An End to Hope — September 10, 2025


🧩 Today’s Puzzle Pieces 🧩
Shawshank❤️
Shinedown🎶
Eternal Sunshine🌞


THE DAILY UPDATE

The 1994 film Shawshank Redemption, based on the short story by author/god Stephen King, is about many things but none more so than hope. The concept of hope bubbles up throughout the movie and provides the framework for its conclusion, partly illustrated by the GIF above and more fully illustrated by the video clip below.

“I find I’m so excited, I can barely sit still or hold a thought in my head. I think it’s the excitement only a free man can feel, a free man at the start of a long journey whose conclusion is uncertain. I hope I can make it across the border. I hope to see my friend and shake his hand. I hope the Pacific is as blue as it has been in my dreams. I hope.” 

But hope isn’t a universal good, not in Shawshank and not in real life. Earlier in the film, the same man who utters the quote about his hope to see his friend has a different view of it.

“Let me tell you something my friend. Hope is a dangerous thing. Hope can drive a man insane.”

For more than a half of a decade, I have carried around a hope. With varying degrees of intensity, it has been a central theme in my life. It is no exaggeration to say that I have felt this hope every single goddamn day for more than 2,000 days. That’s a long, long time to hope for the same thing, a thing that never seems to come to pass.

In my life, I have seen the beauty of hope. I felt it when I got to hold my first son, Jacob, who was born four months after we found out he likely wouldn’t live much past birth and who, in fact, might not be born alive at all. I had hoped … hoped … to get the chance to hold him while he was breathing, to tell him all that I wanted to tell him. And I did.

I felt it again when Boy The Elder was born, healthy and here, and again when Boy The Younger was born, screaming from a broken collar bone but otherwise healthy and here.

I have felt that beauty with hope for job opportunities and crisp fall days, for safe travels and an amazing wedding day for BTE. Hope can, indeed, be a good thing … maybe the best of things, as Andy Dufresne says …

Remember, Red, hope is a good thing, maybe the best of things, and no good thing ever dies.

So yes, I have felt that side of hope.

But this hope that I’ve been carrying for those more than 2,000 days? I’m not sure how it started, but it has turned into the type Red warned Andy about in the mess hall of Shawshank. It’s proven dangerous, and though it hasn’t driven me off the deep end, it has caused more than its share of angst.
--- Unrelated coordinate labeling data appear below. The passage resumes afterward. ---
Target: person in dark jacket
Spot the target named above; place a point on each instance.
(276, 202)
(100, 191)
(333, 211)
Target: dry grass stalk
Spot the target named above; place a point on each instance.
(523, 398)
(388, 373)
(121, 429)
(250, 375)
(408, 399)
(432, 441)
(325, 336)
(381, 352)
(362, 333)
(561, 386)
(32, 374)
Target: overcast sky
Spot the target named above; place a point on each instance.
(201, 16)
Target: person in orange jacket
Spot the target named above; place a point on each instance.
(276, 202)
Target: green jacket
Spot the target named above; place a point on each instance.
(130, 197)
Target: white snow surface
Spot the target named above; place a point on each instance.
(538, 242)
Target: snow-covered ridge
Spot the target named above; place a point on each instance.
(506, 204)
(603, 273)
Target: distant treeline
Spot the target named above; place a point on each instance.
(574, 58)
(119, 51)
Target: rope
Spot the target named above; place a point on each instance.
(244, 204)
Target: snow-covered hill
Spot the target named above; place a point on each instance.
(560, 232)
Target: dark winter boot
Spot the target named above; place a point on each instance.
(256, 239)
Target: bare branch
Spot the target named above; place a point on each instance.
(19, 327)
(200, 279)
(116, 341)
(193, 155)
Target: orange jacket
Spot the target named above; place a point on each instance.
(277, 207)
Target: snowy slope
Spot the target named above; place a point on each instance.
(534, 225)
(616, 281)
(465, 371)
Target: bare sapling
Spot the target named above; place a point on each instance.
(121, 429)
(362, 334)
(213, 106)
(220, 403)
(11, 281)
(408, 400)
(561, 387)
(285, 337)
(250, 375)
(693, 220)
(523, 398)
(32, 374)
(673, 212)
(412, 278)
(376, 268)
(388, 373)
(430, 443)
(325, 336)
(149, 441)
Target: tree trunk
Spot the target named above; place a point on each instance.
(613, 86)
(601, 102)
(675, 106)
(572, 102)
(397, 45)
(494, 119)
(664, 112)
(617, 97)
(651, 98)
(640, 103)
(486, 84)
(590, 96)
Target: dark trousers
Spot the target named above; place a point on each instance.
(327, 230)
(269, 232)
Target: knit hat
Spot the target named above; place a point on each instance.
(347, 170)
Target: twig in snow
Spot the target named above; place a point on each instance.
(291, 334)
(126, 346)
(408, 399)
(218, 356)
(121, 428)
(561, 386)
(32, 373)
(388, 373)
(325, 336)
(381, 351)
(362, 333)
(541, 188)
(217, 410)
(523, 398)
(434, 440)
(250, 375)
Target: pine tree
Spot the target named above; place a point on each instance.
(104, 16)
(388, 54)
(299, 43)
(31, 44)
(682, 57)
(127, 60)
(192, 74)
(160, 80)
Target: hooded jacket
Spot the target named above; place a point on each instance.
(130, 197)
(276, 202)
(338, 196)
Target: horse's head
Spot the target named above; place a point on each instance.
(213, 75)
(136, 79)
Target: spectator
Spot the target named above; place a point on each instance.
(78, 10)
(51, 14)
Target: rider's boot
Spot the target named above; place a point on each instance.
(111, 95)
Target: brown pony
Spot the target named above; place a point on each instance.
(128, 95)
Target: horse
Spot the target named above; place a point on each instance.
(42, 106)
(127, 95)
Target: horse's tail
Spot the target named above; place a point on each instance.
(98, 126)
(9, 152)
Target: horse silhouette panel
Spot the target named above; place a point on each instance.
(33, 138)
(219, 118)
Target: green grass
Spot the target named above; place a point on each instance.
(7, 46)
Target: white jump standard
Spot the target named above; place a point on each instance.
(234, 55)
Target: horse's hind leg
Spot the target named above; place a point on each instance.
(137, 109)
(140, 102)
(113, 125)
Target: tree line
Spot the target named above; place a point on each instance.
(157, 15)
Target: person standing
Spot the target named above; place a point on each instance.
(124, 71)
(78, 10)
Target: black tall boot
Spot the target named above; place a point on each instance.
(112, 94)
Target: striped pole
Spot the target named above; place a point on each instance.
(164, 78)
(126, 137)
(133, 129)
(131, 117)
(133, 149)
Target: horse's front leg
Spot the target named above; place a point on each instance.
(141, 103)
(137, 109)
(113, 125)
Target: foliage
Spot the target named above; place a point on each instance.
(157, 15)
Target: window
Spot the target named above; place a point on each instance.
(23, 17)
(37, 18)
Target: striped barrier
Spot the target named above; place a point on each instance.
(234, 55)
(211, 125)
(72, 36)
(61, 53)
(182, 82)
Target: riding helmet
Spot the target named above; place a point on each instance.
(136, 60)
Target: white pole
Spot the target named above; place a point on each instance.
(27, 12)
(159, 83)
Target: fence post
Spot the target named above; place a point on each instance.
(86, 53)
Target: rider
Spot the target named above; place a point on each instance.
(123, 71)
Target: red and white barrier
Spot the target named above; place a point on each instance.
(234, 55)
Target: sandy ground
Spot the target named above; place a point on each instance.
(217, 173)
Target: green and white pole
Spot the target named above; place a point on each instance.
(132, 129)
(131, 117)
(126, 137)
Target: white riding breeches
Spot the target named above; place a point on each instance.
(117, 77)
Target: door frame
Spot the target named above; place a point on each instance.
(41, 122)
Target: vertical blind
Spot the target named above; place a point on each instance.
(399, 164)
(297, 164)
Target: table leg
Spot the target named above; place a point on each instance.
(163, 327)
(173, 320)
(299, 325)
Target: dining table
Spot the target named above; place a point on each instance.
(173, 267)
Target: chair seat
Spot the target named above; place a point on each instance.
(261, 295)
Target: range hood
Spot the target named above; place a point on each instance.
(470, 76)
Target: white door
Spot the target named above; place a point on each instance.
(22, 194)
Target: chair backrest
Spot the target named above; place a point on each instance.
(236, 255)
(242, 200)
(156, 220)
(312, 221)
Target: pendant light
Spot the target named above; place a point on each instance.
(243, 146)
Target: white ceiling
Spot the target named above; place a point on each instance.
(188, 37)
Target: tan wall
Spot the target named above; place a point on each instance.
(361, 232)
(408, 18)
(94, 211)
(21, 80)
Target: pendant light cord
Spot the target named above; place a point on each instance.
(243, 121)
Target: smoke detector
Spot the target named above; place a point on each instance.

We hope for things we largely cannot control. When a decision or an action is in someone else’s hands — or in the hands of fate or God or whatever it is that governs the chaos that seems to be unfolding around us — all we have is hope. If we can’t affect change, hope is what remains.

I couldn’t control whether there would be some miracle in Jacob’s development that would turn the tiny abnormality that doomed him to his fate into a story I told at his wedding. I couldn’t control whether, after all those job interviews with the same company, the hiring manager chose me over the other guy. I couldn’t choose whether that crisp fall day would turn out to be the one I really needed, really wanted it to be.

So I hoped.

In this case, I have hoped for communication. I have hoped for reconciliation. I have hoped to give an explanation, to receive and explanation, to find an understanding that would allow for a greater sense of peace than what hope alone has left me with. I have taken the actions that I could take to affect the change I would love to see, but there is only so much I, alone, can do to create that change. There may be drastic steps I could take to try to bring about the situation I hope for, but when you’ve caused as much pain to others as I have through this situation and in life in general, there are, indeed, limits.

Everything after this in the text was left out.